Appeal from Jefferson District Court.--D. M. ANDERSON, Judge.

J. W GILCHRIST died on February 6, 1915. There was a paper purporting to be a deed, of date August 1, 1908, in which he reserved a life estate, and made Anna Eckles Ketchum grantee. The trial court holds this deed was not delivered, and therefore canceled it. The grantee appeals.

Reversed.

Richard C. Leggett, for appellant.

Starr & Jordan and E. F. Simmons, for appellee.

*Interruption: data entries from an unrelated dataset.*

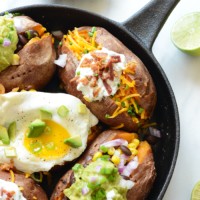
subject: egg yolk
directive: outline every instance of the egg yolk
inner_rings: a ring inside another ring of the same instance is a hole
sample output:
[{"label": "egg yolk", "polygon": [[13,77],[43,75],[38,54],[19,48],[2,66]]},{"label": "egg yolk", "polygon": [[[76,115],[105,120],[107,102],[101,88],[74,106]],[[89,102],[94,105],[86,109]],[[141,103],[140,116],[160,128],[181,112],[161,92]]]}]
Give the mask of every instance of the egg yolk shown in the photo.
[{"label": "egg yolk", "polygon": [[64,140],[70,137],[70,134],[64,127],[52,120],[43,121],[46,123],[44,133],[36,138],[25,136],[25,148],[35,156],[46,160],[63,157],[69,151],[69,146],[64,143]]}]

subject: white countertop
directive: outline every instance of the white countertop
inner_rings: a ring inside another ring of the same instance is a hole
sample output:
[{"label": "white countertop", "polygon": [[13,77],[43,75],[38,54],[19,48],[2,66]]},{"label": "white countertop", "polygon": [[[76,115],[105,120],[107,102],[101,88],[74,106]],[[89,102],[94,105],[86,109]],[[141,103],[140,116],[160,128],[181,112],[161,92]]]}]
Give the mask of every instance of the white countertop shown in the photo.
[{"label": "white countertop", "polygon": [[[0,0],[0,11],[37,3],[60,3],[99,13],[122,22],[149,0]],[[200,180],[200,57],[177,50],[170,40],[170,30],[180,16],[200,11],[199,0],[181,0],[173,10],[153,46],[153,53],[163,67],[175,93],[181,141],[175,171],[164,200],[188,200],[194,184]]]}]

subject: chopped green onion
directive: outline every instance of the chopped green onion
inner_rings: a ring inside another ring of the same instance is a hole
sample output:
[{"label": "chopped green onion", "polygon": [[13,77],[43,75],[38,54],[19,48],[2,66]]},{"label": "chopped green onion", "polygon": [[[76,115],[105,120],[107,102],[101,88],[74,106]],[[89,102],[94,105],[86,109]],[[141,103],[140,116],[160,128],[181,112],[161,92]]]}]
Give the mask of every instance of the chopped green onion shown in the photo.
[{"label": "chopped green onion", "polygon": [[125,102],[122,102],[121,105],[123,108],[125,108]]},{"label": "chopped green onion", "polygon": [[77,75],[77,76],[79,76],[80,74],[81,74],[81,72],[79,72],[79,71],[78,71],[78,72],[76,72],[76,75]]},{"label": "chopped green onion", "polygon": [[97,30],[97,28],[95,26],[92,27],[92,33],[94,33]]},{"label": "chopped green onion", "polygon": [[30,148],[32,153],[39,153],[42,150],[42,144],[36,141],[30,144]]},{"label": "chopped green onion", "polygon": [[0,44],[3,44],[3,38],[0,38]]},{"label": "chopped green onion", "polygon": [[81,167],[82,167],[81,164],[76,163],[76,164],[72,167],[72,170],[73,170],[74,172],[77,172]]},{"label": "chopped green onion", "polygon": [[103,167],[101,168],[100,170],[100,174],[103,174],[103,175],[110,175],[113,173],[113,168],[106,168],[106,167]]},{"label": "chopped green onion", "polygon": [[88,32],[88,35],[89,35],[90,37],[92,37],[93,34],[94,34],[94,33],[92,33],[92,32]]},{"label": "chopped green onion", "polygon": [[3,142],[5,145],[10,144],[10,138],[8,135],[8,131],[5,127],[0,125],[0,140]]},{"label": "chopped green onion", "polygon": [[110,118],[110,115],[109,115],[109,114],[106,114],[106,115],[105,115],[105,118],[107,118],[107,119]]},{"label": "chopped green onion", "polygon": [[62,105],[58,108],[57,113],[60,117],[67,117],[69,109],[66,106]]},{"label": "chopped green onion", "polygon": [[88,53],[88,52],[89,52],[89,51],[88,51],[87,49],[85,49],[85,50],[83,51],[83,53],[85,53],[85,54]]},{"label": "chopped green onion", "polygon": [[87,107],[83,103],[79,103],[78,105],[78,113],[79,114],[86,114],[87,113]]},{"label": "chopped green onion", "polygon": [[100,150],[101,150],[103,153],[107,153],[107,152],[108,152],[108,147],[100,146]]},{"label": "chopped green onion", "polygon": [[45,145],[47,150],[54,150],[55,149],[55,144],[54,142],[49,142],[48,144]]},{"label": "chopped green onion", "polygon": [[97,191],[93,191],[91,194],[92,200],[106,199],[106,191],[104,188],[99,188]]},{"label": "chopped green onion", "polygon": [[128,85],[126,85],[126,87],[125,87],[125,90],[128,90],[129,89],[129,86]]},{"label": "chopped green onion", "polygon": [[49,110],[41,108],[40,109],[40,117],[41,117],[41,119],[51,119],[52,113]]},{"label": "chopped green onion", "polygon": [[34,181],[41,183],[43,180],[43,174],[42,174],[42,172],[35,172],[35,173],[31,174],[31,178]]},{"label": "chopped green onion", "polygon": [[11,141],[15,140],[16,137],[16,122],[10,123],[8,127],[8,135]]},{"label": "chopped green onion", "polygon": [[7,158],[15,158],[17,156],[15,147],[6,147],[4,154]]},{"label": "chopped green onion", "polygon": [[104,161],[108,161],[108,160],[110,160],[110,156],[109,155],[103,155],[99,159],[104,160]]}]

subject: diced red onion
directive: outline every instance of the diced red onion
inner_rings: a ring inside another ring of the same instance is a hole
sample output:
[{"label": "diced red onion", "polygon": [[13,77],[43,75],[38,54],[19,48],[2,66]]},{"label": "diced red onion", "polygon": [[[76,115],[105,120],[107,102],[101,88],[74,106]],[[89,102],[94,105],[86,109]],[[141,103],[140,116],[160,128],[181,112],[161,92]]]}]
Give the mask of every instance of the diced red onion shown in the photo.
[{"label": "diced red onion", "polygon": [[118,171],[119,171],[120,174],[123,172],[123,170],[125,168],[124,165],[125,165],[127,159],[128,159],[128,156],[126,156],[125,154],[121,154],[120,155],[120,163],[117,166],[118,167]]},{"label": "diced red onion", "polygon": [[97,181],[97,177],[96,176],[91,176],[90,177],[90,182],[94,183]]},{"label": "diced red onion", "polygon": [[89,188],[88,188],[87,186],[84,186],[84,187],[82,188],[82,194],[83,194],[83,195],[86,195],[88,192],[89,192]]},{"label": "diced red onion", "polygon": [[97,165],[97,166],[96,166],[96,172],[100,172],[101,168],[102,168],[101,165]]},{"label": "diced red onion", "polygon": [[3,40],[3,46],[4,47],[8,47],[8,46],[10,46],[11,45],[11,41],[8,39],[8,38],[5,38],[4,40]]},{"label": "diced red onion", "polygon": [[105,147],[116,147],[116,146],[120,146],[120,145],[128,145],[128,142],[126,140],[123,139],[115,139],[115,140],[111,140],[108,142],[103,143],[101,146],[105,146]]},{"label": "diced red onion", "polygon": [[138,159],[134,157],[125,167],[121,175],[129,177],[134,169],[138,167]]},{"label": "diced red onion", "polygon": [[58,30],[58,31],[52,31],[51,33],[58,40],[62,40],[63,35],[64,35],[63,32],[60,31],[60,30]]},{"label": "diced red onion", "polygon": [[133,182],[131,180],[121,179],[119,185],[122,188],[126,188],[126,189],[130,190],[135,185],[135,182]]},{"label": "diced red onion", "polygon": [[160,130],[153,128],[153,127],[149,127],[149,133],[150,135],[157,137],[157,138],[161,138],[161,133]]},{"label": "diced red onion", "polygon": [[67,54],[60,54],[59,58],[54,61],[54,63],[60,67],[65,67],[67,62]]}]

SALINGER J. WEAVER, EVANS, GAYNOR, PRESTON, STEVENS, JJ., and LADD, C. J., concurring.

OPINION

SALINGER, J.

If this deed was not delivered, it must be because there was no manual tradition of the paper. The deed in question bears date August 1, 1908. It names appellant as grantee. It reserves a life estate in the grantor, and was duly acknowledged. When the will of grantor was being prepared, the scrivener inquired of him, "What about the property on the south side of the square,--what are you going to do about that?" Testator answered, "Why, I have already deeded that to Anna Eckles." He had a box in a bank. After his death, the box was opened; the executor, appellee, found said deed therein. It was enclosed in an envelope, on which was endorsed, "Anna Eckles' deed to the south side." The executor handed this deed to Mrs. Ketchum, the grantee in the deed. She looked at it, and inquired whether it should be recorded. Being answered in the affirmative, she returned it to the executor, with instructions to have it recorded. He caused this to be done.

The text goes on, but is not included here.